Something that I've noticed while benchmarking various BLAS and LAPACK libraries is the implementation decision by the various vendors as to the number of processors that are utilized by default. There are a number of different versions of these popular libraries but the most widely used ones are ACML (from AMD), ATLAS (from sourceforge), MKL (from Intel), and the Sun Performance Library (from Sun).

All these implementations save for MKL take the conservative approach of using a single processor by default. MKL check the number of available processors in the system and uses that number by default. Unfortunately, this causes some confusion to users since many are not familiar with the various libraries.

I've received a number of e-mails from users who were concerned that it appeared that the Sun Performance Library was being outperformed by MKL by a factor of 2 or 4 or 8. Investigation usually results in finding out that the user is running some simple benchmark and leaving all the default settings causing MKL to use 2 or 4 or 8 processors in the system while Perflib is using only one.
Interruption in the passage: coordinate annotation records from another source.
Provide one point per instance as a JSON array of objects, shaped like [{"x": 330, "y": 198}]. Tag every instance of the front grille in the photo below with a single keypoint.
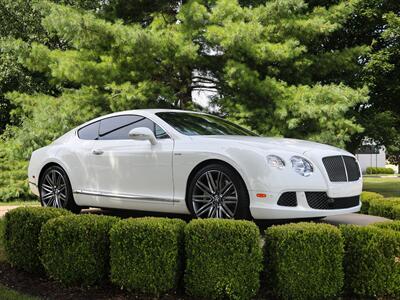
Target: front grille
[
  {"x": 320, "y": 200},
  {"x": 288, "y": 199},
  {"x": 341, "y": 168}
]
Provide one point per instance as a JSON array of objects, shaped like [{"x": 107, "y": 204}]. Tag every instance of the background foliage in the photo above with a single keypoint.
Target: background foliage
[{"x": 320, "y": 70}]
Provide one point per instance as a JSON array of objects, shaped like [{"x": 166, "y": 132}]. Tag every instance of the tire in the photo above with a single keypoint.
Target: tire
[
  {"x": 55, "y": 190},
  {"x": 218, "y": 191}
]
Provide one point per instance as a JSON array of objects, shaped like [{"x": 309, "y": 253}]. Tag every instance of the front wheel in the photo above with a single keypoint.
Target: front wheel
[
  {"x": 217, "y": 191},
  {"x": 55, "y": 190}
]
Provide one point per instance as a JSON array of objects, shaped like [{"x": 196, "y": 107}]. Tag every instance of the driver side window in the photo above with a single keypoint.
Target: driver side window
[{"x": 118, "y": 128}]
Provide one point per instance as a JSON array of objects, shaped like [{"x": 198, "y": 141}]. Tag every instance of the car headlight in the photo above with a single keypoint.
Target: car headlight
[
  {"x": 302, "y": 166},
  {"x": 275, "y": 161}
]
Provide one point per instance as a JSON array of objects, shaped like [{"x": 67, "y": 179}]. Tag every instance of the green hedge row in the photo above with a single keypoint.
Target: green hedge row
[
  {"x": 366, "y": 198},
  {"x": 75, "y": 249},
  {"x": 375, "y": 204},
  {"x": 375, "y": 170},
  {"x": 21, "y": 235},
  {"x": 146, "y": 254},
  {"x": 210, "y": 258}
]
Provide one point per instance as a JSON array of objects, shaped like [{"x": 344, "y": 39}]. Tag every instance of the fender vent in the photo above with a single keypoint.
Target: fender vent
[{"x": 288, "y": 199}]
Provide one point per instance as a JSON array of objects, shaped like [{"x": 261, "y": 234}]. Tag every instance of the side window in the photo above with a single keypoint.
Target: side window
[
  {"x": 159, "y": 132},
  {"x": 89, "y": 132},
  {"x": 118, "y": 128}
]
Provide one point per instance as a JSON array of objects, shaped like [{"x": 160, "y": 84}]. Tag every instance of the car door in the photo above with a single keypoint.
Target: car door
[{"x": 131, "y": 170}]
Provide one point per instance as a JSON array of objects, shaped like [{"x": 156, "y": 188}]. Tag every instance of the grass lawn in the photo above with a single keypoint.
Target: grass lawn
[{"x": 388, "y": 187}]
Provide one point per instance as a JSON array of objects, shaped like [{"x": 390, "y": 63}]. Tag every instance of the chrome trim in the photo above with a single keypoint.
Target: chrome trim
[{"x": 124, "y": 196}]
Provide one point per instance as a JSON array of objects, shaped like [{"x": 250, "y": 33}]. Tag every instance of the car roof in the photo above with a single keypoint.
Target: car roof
[{"x": 141, "y": 112}]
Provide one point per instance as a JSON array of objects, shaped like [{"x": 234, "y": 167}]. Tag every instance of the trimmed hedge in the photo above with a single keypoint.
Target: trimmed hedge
[
  {"x": 386, "y": 207},
  {"x": 224, "y": 259},
  {"x": 304, "y": 260},
  {"x": 392, "y": 225},
  {"x": 375, "y": 170},
  {"x": 146, "y": 254},
  {"x": 371, "y": 261},
  {"x": 366, "y": 198},
  {"x": 75, "y": 249},
  {"x": 21, "y": 235}
]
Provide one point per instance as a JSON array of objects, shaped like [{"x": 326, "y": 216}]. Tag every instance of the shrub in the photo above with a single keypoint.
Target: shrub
[
  {"x": 366, "y": 198},
  {"x": 224, "y": 259},
  {"x": 386, "y": 207},
  {"x": 75, "y": 249},
  {"x": 146, "y": 254},
  {"x": 375, "y": 170},
  {"x": 21, "y": 235},
  {"x": 392, "y": 225},
  {"x": 371, "y": 261},
  {"x": 304, "y": 260}
]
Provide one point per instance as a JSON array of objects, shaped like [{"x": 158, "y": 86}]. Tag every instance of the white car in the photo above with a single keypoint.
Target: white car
[{"x": 187, "y": 162}]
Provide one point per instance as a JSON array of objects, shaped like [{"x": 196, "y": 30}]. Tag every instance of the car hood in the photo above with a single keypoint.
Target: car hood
[{"x": 294, "y": 145}]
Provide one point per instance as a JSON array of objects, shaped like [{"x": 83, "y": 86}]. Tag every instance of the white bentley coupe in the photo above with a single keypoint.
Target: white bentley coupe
[{"x": 187, "y": 162}]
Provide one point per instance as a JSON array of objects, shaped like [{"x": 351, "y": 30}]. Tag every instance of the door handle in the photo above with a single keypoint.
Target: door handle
[{"x": 97, "y": 152}]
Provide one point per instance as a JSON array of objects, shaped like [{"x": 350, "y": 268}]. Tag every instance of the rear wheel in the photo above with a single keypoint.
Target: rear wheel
[
  {"x": 55, "y": 190},
  {"x": 217, "y": 191}
]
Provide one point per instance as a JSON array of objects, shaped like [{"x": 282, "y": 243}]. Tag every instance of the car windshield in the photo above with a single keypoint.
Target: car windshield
[{"x": 202, "y": 124}]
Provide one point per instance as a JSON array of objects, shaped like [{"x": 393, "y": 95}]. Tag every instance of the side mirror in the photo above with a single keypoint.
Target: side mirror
[{"x": 143, "y": 134}]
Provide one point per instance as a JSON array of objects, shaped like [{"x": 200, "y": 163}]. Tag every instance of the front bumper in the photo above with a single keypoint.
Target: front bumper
[{"x": 268, "y": 208}]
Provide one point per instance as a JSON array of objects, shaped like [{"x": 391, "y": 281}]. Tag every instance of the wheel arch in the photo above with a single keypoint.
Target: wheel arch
[
  {"x": 45, "y": 167},
  {"x": 206, "y": 163}
]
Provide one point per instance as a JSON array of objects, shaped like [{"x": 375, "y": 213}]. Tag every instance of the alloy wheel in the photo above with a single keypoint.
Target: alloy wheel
[
  {"x": 53, "y": 189},
  {"x": 214, "y": 196}
]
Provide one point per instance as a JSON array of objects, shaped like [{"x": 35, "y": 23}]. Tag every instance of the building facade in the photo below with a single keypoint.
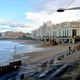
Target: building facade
[{"x": 66, "y": 32}]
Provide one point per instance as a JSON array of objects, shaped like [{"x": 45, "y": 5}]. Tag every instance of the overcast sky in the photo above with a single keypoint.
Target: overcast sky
[{"x": 27, "y": 15}]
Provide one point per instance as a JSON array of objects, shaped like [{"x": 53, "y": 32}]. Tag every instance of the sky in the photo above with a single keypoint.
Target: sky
[{"x": 27, "y": 15}]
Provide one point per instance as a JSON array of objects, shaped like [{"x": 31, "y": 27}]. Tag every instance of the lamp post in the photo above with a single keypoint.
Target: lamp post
[{"x": 63, "y": 9}]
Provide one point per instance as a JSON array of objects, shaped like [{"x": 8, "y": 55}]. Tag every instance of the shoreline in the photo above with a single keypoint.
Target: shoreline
[{"x": 49, "y": 51}]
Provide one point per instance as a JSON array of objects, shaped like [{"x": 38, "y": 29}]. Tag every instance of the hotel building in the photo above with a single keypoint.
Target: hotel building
[{"x": 66, "y": 32}]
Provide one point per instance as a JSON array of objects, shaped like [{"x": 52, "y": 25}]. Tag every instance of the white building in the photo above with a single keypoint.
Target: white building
[{"x": 66, "y": 32}]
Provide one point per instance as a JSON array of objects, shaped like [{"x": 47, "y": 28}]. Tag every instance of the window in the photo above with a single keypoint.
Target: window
[{"x": 74, "y": 32}]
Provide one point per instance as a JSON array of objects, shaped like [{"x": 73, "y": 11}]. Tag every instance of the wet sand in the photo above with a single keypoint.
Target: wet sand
[{"x": 49, "y": 51}]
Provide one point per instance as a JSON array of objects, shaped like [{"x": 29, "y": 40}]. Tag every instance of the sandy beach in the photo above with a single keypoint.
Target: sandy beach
[{"x": 49, "y": 51}]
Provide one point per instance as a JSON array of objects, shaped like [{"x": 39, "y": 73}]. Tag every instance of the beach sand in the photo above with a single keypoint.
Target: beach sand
[
  {"x": 50, "y": 51},
  {"x": 41, "y": 55}
]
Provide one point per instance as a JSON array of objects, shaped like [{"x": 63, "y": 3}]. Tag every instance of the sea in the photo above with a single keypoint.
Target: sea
[{"x": 9, "y": 48}]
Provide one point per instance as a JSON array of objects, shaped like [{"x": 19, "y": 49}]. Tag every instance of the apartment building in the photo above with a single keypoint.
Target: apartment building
[{"x": 65, "y": 32}]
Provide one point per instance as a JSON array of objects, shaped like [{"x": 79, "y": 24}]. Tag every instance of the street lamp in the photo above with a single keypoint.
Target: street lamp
[{"x": 63, "y": 9}]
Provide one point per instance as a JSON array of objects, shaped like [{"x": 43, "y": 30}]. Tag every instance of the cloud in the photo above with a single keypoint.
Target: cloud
[
  {"x": 47, "y": 12},
  {"x": 55, "y": 17},
  {"x": 12, "y": 23}
]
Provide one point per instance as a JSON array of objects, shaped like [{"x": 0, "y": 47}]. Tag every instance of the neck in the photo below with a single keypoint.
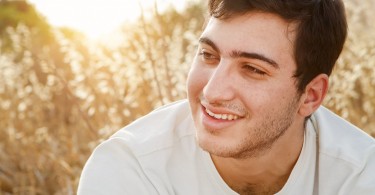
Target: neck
[{"x": 266, "y": 173}]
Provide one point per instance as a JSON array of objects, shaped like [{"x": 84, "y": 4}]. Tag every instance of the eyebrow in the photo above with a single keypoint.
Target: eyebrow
[{"x": 241, "y": 54}]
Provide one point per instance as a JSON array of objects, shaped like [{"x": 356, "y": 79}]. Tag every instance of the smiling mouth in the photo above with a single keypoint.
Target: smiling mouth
[{"x": 228, "y": 117}]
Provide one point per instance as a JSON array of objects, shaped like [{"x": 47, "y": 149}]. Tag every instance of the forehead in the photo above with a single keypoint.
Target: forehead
[{"x": 255, "y": 32}]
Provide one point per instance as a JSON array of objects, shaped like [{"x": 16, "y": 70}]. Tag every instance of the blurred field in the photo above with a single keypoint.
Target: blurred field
[{"x": 61, "y": 95}]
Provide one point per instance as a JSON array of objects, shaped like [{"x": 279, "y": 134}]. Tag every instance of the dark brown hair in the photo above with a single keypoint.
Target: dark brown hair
[{"x": 320, "y": 36}]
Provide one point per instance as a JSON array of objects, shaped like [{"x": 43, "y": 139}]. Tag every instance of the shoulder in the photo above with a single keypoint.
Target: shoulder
[
  {"x": 159, "y": 129},
  {"x": 341, "y": 138},
  {"x": 133, "y": 160},
  {"x": 346, "y": 154}
]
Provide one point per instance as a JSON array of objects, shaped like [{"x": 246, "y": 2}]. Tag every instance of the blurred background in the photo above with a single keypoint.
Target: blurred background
[{"x": 73, "y": 72}]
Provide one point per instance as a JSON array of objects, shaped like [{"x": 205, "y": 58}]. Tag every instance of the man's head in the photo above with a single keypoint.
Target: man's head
[
  {"x": 261, "y": 68},
  {"x": 320, "y": 34}
]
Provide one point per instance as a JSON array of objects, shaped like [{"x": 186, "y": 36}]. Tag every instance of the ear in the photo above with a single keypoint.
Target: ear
[{"x": 314, "y": 94}]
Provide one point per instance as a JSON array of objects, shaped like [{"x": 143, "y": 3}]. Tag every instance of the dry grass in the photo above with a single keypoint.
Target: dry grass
[{"x": 58, "y": 101}]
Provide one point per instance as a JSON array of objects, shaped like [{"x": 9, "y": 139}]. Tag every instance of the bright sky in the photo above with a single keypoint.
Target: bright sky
[{"x": 95, "y": 17}]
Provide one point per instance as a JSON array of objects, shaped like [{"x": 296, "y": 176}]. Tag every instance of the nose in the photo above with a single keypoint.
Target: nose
[{"x": 220, "y": 86}]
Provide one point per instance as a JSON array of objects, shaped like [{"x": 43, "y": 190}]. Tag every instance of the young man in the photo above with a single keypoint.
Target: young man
[{"x": 253, "y": 122}]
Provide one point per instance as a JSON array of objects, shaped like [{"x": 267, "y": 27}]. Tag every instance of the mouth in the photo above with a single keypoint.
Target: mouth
[{"x": 221, "y": 116}]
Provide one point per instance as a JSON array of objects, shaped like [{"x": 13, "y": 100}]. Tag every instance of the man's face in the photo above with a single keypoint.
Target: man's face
[{"x": 241, "y": 88}]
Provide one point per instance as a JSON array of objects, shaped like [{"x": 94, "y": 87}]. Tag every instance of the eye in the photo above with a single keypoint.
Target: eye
[
  {"x": 208, "y": 57},
  {"x": 254, "y": 70}
]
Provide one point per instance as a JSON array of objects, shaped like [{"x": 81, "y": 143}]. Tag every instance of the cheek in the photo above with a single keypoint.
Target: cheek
[{"x": 197, "y": 79}]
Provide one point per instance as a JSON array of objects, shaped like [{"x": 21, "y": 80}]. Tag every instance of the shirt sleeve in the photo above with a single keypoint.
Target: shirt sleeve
[{"x": 114, "y": 169}]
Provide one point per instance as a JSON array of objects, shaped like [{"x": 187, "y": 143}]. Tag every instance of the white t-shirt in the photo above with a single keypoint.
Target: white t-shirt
[{"x": 158, "y": 154}]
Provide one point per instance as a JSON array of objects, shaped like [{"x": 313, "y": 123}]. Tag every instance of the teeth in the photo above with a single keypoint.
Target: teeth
[{"x": 222, "y": 116}]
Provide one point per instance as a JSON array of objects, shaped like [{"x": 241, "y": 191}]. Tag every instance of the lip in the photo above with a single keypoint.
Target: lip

I received a similar message just this morning from a user asking about the same behavior whilst using ACML vs MKL on an X4100M2 (a server based on AMD chips).

Conversely, I've also run into cases where this decision has been detrimental to MKL performance since the opportunistic nature of the MKL implementation caused over subscription of the machine(s) being benchmarked. One notable example is when running a user was running distributed application which called the ScaLAPACK library. The nodes in the cluster all had 4 processors and there were 4 nodes in the cluster. The (correctly in my opinion) specified a processing grid of 4 x 4 processors. The MKL linked application appeared to run at half the speed of the application linked to both ACML and Sun Performance Library. It even underperformed the application linked to the ATLAS library.

This issue has been a source of discussion from time to time over the years in staff meetings. Sun comes from a 'big iron' super computing background and being a good system citizen in a shared environment is an important feature. I don't know what conversations happen at the MKL staff meetings but since Intel comes from more of a single-user background, where a dedicated machine is the norm, perhaps this explains the difference in implementation.

At any rate, it's important to know and understand these subtle implementation details when benchmarking various machines and the variety of linear algebra offerings so that you get a clear understanding of the performance you can expect in a production environment.

Since all the libraries mentioned are OMP based, the number of processors used can all be controlled using the OMP_NUM_THREADS environment variable. If you don't want to keep track of the default behavior of each of these libraries, it's probably prudent to specifically control the number of threads used in all cases.

For example, in the c shell to use a single thread :

% setenv OMP_NUM_THREADS 1

In the korn shell or bash :

% export OMP_NUM_THREADS=1

Comments:

> Sun comes from a 'big iron' super computing background and being a good system citizen in a shared environment is an important feature.

That doesn't apply to all Sun products. For instance, java, since 1.5, looks at the size of the system and starts by default with adapted options, which is an issue on systems with other users.

Posted by Marc on February 19, 2009 at 11:09 PM MST #

I didn't mean to imply that my statements were to apply to all Sun products. I was simply speculating on what may be a reason for the different implementation decision as it pertains to BLAS and LAPACK. Either decision is valid and each is 'right' under specific conditions. The post was merely pointing out that there is a difference and users will do well to keep that in mind.

Thanks for your comments.

Posted by Paul on February 19, 2009 at 11:30 PM MST #

And I didn't mean to sound like I was contradicting you, merely adding a not-so-important comment.

Interesting post by the way, there is too much broken benchmarking done nowadays.